Medium Mn steels are a promising material for developing advanced high strength steels with increased formability and reduced weight. Generally, the mechanical properties of medium Mn steels depend on the austenite morphology and stability, and thus, modification of the particle sizes and the austenite stability can yield better mechanical properties. To date, several methods for austenite stabilization have been proposed. They mainly focus on improving the material’s properties by reducing the density, increasing the annealing temperatures, and inhibiting carbide precipitation during cooling. Consequently, the relationship between processing, microstructure, and properties of medium Mn steels have recently attracted significant research attention. Nevertheless, despite the extensive research, little work has been conducted on systematic optimization of chemical composition and heat treatment processes to fabricate Mn steels with desired microstructural characteristics. This can be attributed to overdependence on exhaustive experimental methods and provisional computation techniques.
Motivated by the promising results from previous research work, Professor Gregory Haidemenopoulos and John Aristeidakis who is a PhD candidate, both from the University of Thessaly in Greece developed a new ICME design approach for the composition and processing of medium Mn steels. The main objective was to develop ferrite containing medium Mn steel with an optimized microstructure as per the design and austenite stability requirements. Their research work is currently published in the research journal, Acta Materialia.
In their approach, a novel medium Mn TRIP/TWIP steel was developed via a combination of multi-objective genetic optimization and CALPHAD-based thermodynamic and kinetic modeling techniques. The austenite stacking fault energy was predicted using a newly developed sub-regular solution model. This model takes into consideration the effects of carbon, manganese, nickel, aluminum, silicon, and chromium metals. The implementation of the stack fault energy was done in the MATLAB environment and the source code has been made available to provide more insights and further understanding of the results. Finally, the proposed modeling approach was validated using both data derived from the literature and in-house experiments.
The authors managed to identify several annealing temperatures and Pareto optimal solutions. The optimal intercritical annealing conditions of the single medium Mn steel was identified by solving additional optimization problems in the domain of time. Hot-rolling and solidification simulations revealed the presence of considerable δ-ferrite fractions just before annealing. This resulted in the segregation of elements in the high-temperature austenite, which further transformed to primary martensite upon quenching. Additionally, the formation of austenite bands was observed upon intercritical annealing due to the growth of austenite from martensite that came in contact with the δ-ferrite. Furthermore, austenite at the boundary exhibited a coarser structure and enhanced stability attributed to the carbon and manganese partitioning from the δ-ferrite. In contrast, the interior austenite exhibited faster kinetics that grew in fine laminar structures. The experimental results were consistent with the results derived from the literature.

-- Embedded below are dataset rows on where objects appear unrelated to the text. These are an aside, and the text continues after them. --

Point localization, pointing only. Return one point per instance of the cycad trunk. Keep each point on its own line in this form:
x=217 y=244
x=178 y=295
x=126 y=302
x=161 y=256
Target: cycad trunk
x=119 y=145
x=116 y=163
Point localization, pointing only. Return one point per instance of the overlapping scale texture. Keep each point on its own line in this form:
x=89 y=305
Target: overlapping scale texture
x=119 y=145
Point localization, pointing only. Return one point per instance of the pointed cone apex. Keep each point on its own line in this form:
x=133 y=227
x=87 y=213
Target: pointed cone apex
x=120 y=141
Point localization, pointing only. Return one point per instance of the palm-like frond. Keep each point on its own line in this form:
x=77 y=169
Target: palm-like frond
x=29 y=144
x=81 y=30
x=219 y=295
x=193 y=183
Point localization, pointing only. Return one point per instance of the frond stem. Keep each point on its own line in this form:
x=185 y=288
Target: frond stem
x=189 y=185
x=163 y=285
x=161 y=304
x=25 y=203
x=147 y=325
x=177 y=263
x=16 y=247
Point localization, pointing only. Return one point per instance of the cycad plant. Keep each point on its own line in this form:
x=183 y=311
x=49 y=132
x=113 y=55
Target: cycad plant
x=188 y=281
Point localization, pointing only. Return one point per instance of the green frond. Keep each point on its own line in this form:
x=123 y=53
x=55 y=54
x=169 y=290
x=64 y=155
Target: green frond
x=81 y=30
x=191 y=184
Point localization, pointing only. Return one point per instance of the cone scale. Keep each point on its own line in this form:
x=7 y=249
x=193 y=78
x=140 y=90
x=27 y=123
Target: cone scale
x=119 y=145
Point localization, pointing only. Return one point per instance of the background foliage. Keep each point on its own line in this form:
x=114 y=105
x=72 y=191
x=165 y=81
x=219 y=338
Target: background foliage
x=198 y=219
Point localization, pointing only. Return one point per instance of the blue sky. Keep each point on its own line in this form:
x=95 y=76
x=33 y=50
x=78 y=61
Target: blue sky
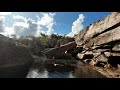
x=32 y=23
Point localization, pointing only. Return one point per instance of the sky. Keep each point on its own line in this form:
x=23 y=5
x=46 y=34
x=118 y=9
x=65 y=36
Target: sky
x=34 y=23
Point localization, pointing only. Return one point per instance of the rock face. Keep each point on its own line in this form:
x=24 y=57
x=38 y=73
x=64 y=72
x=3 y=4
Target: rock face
x=102 y=40
x=15 y=59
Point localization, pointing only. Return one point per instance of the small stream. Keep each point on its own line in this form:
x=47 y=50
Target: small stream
x=39 y=70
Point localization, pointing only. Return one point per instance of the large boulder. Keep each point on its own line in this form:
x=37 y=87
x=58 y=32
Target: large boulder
x=15 y=59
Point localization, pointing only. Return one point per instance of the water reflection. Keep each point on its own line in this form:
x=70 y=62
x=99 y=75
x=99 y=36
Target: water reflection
x=50 y=71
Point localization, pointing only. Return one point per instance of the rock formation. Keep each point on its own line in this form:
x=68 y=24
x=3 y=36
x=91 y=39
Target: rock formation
x=15 y=59
x=101 y=41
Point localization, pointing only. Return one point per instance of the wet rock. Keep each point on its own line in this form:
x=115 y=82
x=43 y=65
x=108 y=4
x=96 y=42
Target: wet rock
x=93 y=62
x=102 y=58
x=56 y=52
x=116 y=47
x=108 y=54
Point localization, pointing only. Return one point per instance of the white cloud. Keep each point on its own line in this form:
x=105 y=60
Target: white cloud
x=5 y=13
x=77 y=26
x=48 y=21
x=24 y=27
x=20 y=18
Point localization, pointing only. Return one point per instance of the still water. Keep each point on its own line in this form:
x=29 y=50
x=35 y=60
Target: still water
x=50 y=71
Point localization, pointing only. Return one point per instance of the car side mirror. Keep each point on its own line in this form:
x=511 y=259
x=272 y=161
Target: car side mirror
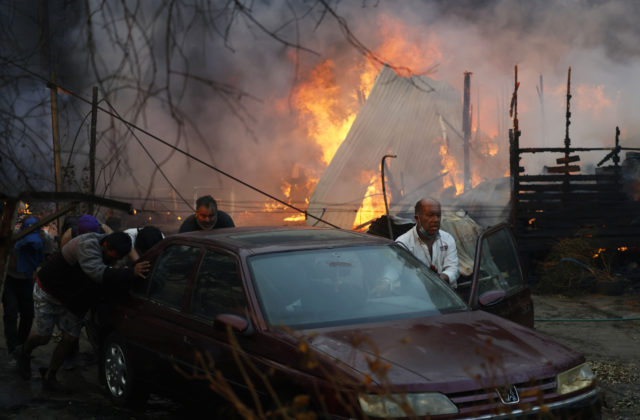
x=491 y=297
x=235 y=322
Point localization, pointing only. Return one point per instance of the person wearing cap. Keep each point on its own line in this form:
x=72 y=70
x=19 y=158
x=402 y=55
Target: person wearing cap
x=67 y=286
x=207 y=217
x=17 y=302
x=86 y=223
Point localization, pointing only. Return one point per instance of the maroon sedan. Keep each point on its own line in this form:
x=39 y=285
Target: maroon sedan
x=341 y=324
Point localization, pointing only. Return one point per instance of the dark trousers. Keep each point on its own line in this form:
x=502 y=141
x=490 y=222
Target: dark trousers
x=17 y=301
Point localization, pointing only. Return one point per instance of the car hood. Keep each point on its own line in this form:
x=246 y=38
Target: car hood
x=453 y=352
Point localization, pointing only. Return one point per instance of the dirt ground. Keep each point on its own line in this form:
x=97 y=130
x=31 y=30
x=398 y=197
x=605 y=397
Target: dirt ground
x=583 y=323
x=606 y=329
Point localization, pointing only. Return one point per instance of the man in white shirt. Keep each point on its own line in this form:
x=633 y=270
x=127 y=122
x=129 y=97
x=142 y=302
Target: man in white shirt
x=434 y=247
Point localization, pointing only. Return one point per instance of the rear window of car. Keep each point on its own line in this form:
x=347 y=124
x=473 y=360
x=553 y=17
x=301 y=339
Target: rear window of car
x=346 y=286
x=288 y=236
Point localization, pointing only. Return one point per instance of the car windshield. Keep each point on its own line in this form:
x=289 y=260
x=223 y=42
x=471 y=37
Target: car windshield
x=348 y=285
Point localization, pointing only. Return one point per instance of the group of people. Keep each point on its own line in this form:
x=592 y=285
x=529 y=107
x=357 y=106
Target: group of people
x=91 y=259
x=43 y=291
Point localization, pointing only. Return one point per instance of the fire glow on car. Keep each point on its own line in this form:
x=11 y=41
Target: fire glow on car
x=352 y=321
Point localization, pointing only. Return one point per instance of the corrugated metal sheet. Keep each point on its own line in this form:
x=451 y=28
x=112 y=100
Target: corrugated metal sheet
x=408 y=117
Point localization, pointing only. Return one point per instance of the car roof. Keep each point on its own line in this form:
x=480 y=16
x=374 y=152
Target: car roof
x=258 y=239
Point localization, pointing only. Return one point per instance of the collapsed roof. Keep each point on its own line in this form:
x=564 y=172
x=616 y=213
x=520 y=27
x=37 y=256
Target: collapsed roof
x=410 y=117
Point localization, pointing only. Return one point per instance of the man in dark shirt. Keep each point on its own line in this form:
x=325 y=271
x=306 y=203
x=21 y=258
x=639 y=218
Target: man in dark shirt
x=67 y=285
x=207 y=217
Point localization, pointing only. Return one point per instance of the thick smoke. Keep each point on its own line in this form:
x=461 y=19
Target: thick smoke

In summary, the study reported a strategy for the composition and processing design of medium-Mn steels based on a combination of CALPHAD, SFE modeling, and genetic optimization techniques. Results showed that the proposed modeling allowed the design of new medium Mn steels as per the requirements. In a statement to Advances in Engineering, Professor Gregory Haidemenopoulos said their study will widen the application of modern computational techniques coupled with generic optimization in addressing the design and processing challenges encountered in the development of medium Mn steels and other materials.
Aristeidakis, J., & Haidemenopoulos, G. (2020). Composition and processing design of medium-Mn steels based on CALPHAD, SFE modeling, and genetic optimization. Acta Materialia, 193, 291-310.